WASHINGTON (Reuters) -U.S. wholesale inventories were unchanged in May after declining for two straight months, suggesting inventory investment could support economic growth in the second quarter.
The Commerce Department said on Monday that wholesale inventories were unchanged instead of dipping 0.1% as previously reported last month. Stocks at wholesalers fell 0.3% in April.
Economists polled by Reuters had expected that inventories would be unrevised. Inventories are a key part of gross domestic product. They increased 3.7% on a year-on-year basis in May.
Private inventory investment rose at its slowest pace in 1-1/2 years in the first quarter, helping to restrict GDP growth to a 2.0% annualized pace in that three-month period.
The careful inventory management amid expectations of weaker demand because of higher borrowing costs is weighing on production at factories.
The Federal Reserve has raised its policy raise by 500 basis points since March 2022, when it embarked on its fastest monetary policy tightening campaign in more than 40 years.
The U.S. central bank is expected to resume hiking rates this month after skipping in June.
Wholesale motor vehicle inventories increased 1.1% in May after rising 0.3% in April.
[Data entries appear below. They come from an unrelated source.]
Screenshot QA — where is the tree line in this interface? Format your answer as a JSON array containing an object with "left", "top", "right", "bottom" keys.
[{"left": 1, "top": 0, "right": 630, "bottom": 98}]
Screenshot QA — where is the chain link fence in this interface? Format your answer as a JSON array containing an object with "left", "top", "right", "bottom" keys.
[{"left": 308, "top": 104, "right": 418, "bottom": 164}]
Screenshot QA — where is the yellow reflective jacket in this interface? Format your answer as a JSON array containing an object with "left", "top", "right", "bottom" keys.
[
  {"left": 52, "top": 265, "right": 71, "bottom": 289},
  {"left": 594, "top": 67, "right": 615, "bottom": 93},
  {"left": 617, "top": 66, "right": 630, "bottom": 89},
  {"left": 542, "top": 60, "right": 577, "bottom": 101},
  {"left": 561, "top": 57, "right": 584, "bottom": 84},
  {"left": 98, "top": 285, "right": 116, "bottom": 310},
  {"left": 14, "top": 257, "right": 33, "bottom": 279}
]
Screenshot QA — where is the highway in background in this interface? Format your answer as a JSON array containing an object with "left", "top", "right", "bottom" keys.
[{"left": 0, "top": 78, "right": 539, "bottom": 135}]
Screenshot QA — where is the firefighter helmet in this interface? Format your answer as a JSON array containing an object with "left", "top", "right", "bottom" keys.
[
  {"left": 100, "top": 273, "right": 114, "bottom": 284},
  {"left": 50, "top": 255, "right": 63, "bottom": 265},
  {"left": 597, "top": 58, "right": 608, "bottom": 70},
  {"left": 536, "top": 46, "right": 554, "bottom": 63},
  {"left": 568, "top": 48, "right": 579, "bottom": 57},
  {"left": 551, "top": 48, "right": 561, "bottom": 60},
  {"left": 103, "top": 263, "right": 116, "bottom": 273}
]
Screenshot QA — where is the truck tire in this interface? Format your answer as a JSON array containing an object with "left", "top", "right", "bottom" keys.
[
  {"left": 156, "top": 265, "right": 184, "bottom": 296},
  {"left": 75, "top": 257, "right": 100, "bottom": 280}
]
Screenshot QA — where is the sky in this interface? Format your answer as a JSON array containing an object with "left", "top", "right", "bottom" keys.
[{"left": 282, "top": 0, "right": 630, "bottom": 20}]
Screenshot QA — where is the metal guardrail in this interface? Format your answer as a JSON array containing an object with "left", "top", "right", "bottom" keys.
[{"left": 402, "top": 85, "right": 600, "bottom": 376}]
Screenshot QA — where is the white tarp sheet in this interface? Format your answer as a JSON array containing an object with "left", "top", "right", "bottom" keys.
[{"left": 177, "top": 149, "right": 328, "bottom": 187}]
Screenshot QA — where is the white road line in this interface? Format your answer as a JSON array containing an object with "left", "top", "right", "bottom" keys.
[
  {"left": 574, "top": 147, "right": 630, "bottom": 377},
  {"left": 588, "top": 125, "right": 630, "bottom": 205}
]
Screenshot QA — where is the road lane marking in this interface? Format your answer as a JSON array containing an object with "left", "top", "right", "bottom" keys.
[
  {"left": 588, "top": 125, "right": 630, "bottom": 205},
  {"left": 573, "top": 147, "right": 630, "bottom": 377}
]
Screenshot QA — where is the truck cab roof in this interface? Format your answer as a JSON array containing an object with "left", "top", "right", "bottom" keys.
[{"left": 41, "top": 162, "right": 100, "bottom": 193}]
But inventories of furniture continued to decline as did stocks of lumber, paper, apparel, farm products and petroleum.
Excluding autos, wholesale inventories slipped 0.1% in May. This component goes into the calculation of GDP.
Economists at Goldman Sachs raised their second-quarter GDP growth estimate to a 2.3% rate from a 2.2% pace.
Sales at wholesalers fell 0.2% after being unchanged in April. There were increases in sales of long-lasting manufactured goods like autos, furniture, machinery and professional equipment.
At May’s sales pace it would take wholesalers 1.41 months to clear shelves, rising further above the 2019 average of 1.35 months and up from 1.40 in April.